04/03/2026
As visitors stood by the glass and began leaving his enclosure, Punch started raising his arm toward them. At first it seemed random. Then people noticed a pattern. When crowds said goodbye and stepped away, Punch would lift his arm again, almost like a response.
Over time, the moment repeated enough that regular visitors began recognizing it as his little routine.
Now about seven months old, Punch is growing more confident, slowly adjusting to life around other macaques and the steady flow of human faces.
Yet even as he becomes more independent, the toy orangutan still stays close.
And sometimes, when people say goodbye, Punch raises his arm as if he has learned what that moment means.
Friends, Punch lives at Ichikawa City Zoo in Chiba, Japan, where his story first caught the world’s attention for a very different reason. Shortly after he was born, his mother rejected him. Zookeepers stepped in to care for the fragile infant and placed a stuffed orangutan toy in his enclosure to help comfort him during those early days.
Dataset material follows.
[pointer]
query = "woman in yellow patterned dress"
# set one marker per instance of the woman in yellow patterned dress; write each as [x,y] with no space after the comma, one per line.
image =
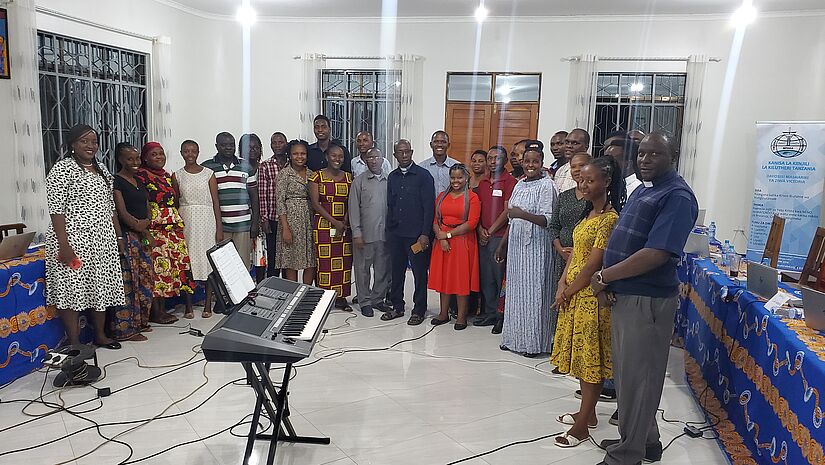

The little macaque bonded with it immediately.
Visitors began noticing the tiny monkey carrying the plush toy everywhere, hugging it, sleeping beside it, and refusing to let it go. Images of Punch clinging to his stuffed companion quickly spread online, turning a quiet moment inside a zoo into a story that people around the world connected with.
Now he is growing, exploring, and slowly finding his place.
But every so often, when people turn to leave, Punch lifts his arm again.
And the crowd quietly wonders if the little monkey has learned how to say goodbye.